U.S. officials now say we are in a new and even more dangerous period of this war. The CIA in a report to the U.S. Congress yesterday said that Putin sees this as a war he cannot lose. If he believes this is a war he can’t lose, what does that mean?

As Ukraine fights the war against Russian and for western civilization, the people; especially the children bear the brunt of this.

As children stream out of Ukraine, many millions of them remain under attack, traumatized, starving, hiding in basements and metro stations without food, water, or heat. So far as we know, the Red Cross and UNICEF are the international aid groups that have been able to get at least some help to trapped Ukrainian civilians.
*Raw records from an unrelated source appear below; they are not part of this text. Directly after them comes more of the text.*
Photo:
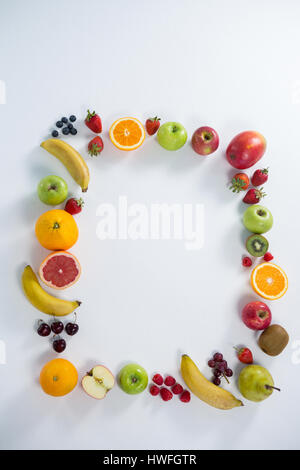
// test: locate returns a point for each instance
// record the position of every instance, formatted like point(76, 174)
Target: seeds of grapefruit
point(269, 281)
point(127, 133)
point(60, 270)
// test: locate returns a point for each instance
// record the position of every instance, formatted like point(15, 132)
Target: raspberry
point(170, 381)
point(166, 394)
point(157, 379)
point(177, 389)
point(185, 397)
point(268, 256)
point(247, 262)
point(154, 390)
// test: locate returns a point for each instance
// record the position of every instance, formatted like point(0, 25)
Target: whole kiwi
point(273, 340)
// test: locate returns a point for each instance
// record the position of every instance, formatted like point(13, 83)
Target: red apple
point(205, 140)
point(257, 315)
point(246, 149)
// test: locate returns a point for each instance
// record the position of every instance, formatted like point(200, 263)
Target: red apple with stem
point(205, 140)
point(246, 149)
point(256, 315)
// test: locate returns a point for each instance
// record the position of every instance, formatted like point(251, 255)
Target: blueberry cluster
point(66, 125)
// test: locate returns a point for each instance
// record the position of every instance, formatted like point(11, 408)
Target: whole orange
point(56, 230)
point(58, 377)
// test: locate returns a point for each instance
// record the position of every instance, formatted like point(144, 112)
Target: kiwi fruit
point(273, 340)
point(257, 245)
UNICEF has delivered 62 tons of supplies to Ukraine to aid in helping the nation’s children, and it is not nearly enough.

“The only way to keep children safe is for the bombs to stop,” said UNICEF spokesperson James Elder, speaking from Ukraine on Wednesday morning.

So far NATO and the West have shown no appetite for enforcing a no-fly zone that would put them in direct conflict with Russian planes. To do so, say strategists, might mean World War III. But about this, the West is united: Putin has to be stopped. The question is — how?